Nous ne sommes qu’à 80 kilomètres du Chili, le trafic d’êtres humains et de drogue vont se développer. Les jeunes qui travaillent dans les douanes gagnent très bien leur vie, ce sont des jeunes qui reviennent dans leur village avec beaucoup d’argent, un village qui est fait pour observer la nature, pour profiter du silence, mais un jeune qui a de l’argent ne cherche pas cela. Donc, les circuits de la drogue ici à Uspallata aujourd’hui circulent à travers ces lieux. Ceux qui ont accès à un salaire bien supérieur à la moyenne commencent à chercher le plaisir dans autre chose. Par conséquent, la reconfiguration sociale et culturelle va être énorme. En d’autres termes, la méga-exploitation ne produit pas seulement une pollution de l’air, de l’eau et du sol, mais aussi une utilisation scandaleuse de l’eau dans un endroit où l’eau est extrêmement rare, parce que nous dépendons exclusivement de l’accumulation de neige. Chaque explosion des mégamines va contribuer au réchauffement climatique. La mine va accélérer le processus de fonte et de rétrécissement des glaciers et de la zone périglacière. Si le progrès signifie la disparition d’une communauté, ce n’est pas un progrès. Il n’y a pas seulement des explosions, des résidus, ou de la pollution de l’eau : l’exploitation minière à grande échelle génère la mort.

Et maintenant, ils viennent nous dire qu’ils ont des mécanismes technologiques avancés qui vont empêcher cela. Ils ne vont rien empêcher du tout.

Où ira le nuage généré par les explosions? Où mettront-ils les débris? Ici, en Argentine, il y a une longue histoire sur les débris : ils ont essayé d’apporter d’Europe, je pense du Canada à un moment donné, des déchets toxiques, pour les déposer quelque part en Argentine et soi-disant, les mettre dans un endroit. C’est une bombe à retardement. Ils ont tout contaminé.

 

TM : Tu m’as dit qu’avec la mine si proche du village, en plus de détruire la biodiversité, ces explosions feront trembler les murs des maisons et pourraient même les détruire. Comment gérer les impacts de ces explosions?

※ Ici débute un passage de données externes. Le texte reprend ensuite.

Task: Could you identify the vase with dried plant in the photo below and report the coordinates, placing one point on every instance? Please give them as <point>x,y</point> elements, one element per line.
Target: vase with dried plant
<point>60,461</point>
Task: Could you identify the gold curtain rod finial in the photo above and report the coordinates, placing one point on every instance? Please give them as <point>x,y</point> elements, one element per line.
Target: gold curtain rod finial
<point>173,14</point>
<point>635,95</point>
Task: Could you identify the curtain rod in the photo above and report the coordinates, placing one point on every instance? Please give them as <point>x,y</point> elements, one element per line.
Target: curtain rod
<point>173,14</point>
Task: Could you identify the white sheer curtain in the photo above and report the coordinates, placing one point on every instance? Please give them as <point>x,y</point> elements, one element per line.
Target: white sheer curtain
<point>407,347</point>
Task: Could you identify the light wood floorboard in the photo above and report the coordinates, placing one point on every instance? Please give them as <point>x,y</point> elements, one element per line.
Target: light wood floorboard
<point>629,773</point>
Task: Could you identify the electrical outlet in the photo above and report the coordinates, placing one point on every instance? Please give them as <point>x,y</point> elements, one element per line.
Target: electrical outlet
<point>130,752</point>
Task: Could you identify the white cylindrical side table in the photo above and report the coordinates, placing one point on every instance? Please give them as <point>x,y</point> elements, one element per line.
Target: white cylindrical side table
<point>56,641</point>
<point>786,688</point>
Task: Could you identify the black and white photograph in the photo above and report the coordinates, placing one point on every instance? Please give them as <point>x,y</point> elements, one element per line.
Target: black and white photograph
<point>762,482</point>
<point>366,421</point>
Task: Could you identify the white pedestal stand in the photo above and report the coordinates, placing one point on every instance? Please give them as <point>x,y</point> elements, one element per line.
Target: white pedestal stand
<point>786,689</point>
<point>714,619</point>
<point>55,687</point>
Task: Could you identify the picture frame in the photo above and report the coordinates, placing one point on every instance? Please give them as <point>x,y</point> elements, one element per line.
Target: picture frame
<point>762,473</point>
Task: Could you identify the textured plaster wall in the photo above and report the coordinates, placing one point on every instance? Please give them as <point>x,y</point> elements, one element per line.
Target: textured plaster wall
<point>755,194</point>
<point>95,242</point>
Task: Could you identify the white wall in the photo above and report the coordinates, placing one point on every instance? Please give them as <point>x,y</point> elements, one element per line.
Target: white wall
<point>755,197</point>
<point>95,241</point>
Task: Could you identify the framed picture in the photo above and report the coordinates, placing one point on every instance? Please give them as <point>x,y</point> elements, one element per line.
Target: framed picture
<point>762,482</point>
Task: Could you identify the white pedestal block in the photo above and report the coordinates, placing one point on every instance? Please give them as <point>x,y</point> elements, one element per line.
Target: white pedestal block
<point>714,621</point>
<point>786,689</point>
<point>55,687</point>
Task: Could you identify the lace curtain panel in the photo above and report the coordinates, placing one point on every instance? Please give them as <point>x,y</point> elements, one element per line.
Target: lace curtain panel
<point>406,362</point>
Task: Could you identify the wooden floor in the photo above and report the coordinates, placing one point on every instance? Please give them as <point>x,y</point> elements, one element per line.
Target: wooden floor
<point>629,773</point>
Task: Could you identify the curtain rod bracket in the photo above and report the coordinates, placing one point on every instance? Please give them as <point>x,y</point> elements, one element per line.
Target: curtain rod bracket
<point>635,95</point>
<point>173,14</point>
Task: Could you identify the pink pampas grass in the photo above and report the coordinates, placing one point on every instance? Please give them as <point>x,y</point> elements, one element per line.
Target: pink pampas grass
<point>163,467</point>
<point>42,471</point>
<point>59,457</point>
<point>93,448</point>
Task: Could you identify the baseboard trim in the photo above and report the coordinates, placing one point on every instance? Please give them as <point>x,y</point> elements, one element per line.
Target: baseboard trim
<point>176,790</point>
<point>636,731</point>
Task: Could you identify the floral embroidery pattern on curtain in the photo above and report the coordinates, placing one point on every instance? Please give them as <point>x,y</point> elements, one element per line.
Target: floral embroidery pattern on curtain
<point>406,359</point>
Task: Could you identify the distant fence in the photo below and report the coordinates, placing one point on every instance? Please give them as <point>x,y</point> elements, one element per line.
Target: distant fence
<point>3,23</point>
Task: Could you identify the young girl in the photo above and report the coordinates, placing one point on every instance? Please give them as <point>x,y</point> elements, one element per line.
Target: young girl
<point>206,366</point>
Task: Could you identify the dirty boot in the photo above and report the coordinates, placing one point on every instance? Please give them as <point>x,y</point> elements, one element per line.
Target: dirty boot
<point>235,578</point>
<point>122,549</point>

SI : Ici, c’est la zone la plus sismique d’Argentine. En fait, Mendoza est née d’un tremblement de terre d’une magnitude de 10 sur l’échelle de Richter. Ville de Mendoza, 1862. La plaque tectonique océanique bouge sous le continent. Chaque fois qu’elle bouge, on bouge. Elle est précisément dans cette zone, entre San Juan et Mendoza, du côté chilien. C’est pourquoi nous avons l’Aconcagua, qui est la plus haute montagne de la Cordillère, parce que l’Aconcagua est très récent, il est jeune, il est adolescent. Et il grandit un peu plus chaque année, parce qu’à mesure que la plaque océanique se déplace, le continent s’élève. Il est question de construire un barrage à résidus dans le Cordon du Tigre, une zone hautement sismique. On peut avoir jusqu’à 18 tremblements de terre par jour. On rêve toujours d’avoir une secousse au moins une fois par mois, car elle aide à libérer la pression. On sait que lorsqu’il n’y a pas eu de secousses depuis longtemps, comme c’est le cas en ce moment, c’est parce qu’il y a une accumulation de pression et que cela peut générer un tremblement de terre avec un indice de Richter très élevé. Un tremblement de terre qui fend la montagne, avec tout le contenu du liquide qui a séparé le métal de la roche nous tombe dessus. Il n’existe aucune technologie au monde qui empêche la méga-exploitation minière d’entraîner des tragédies. Partout où on regarde, elle crée des tragédies. Le dynamitage crée des tragédies. Les décharges de résidus miniers créent des tragédies. La digue à résidus crée des tragédies. L’embauche d’hommes pour se rendre dans la ville la plus proche est source de tragédie pour les petites communautés.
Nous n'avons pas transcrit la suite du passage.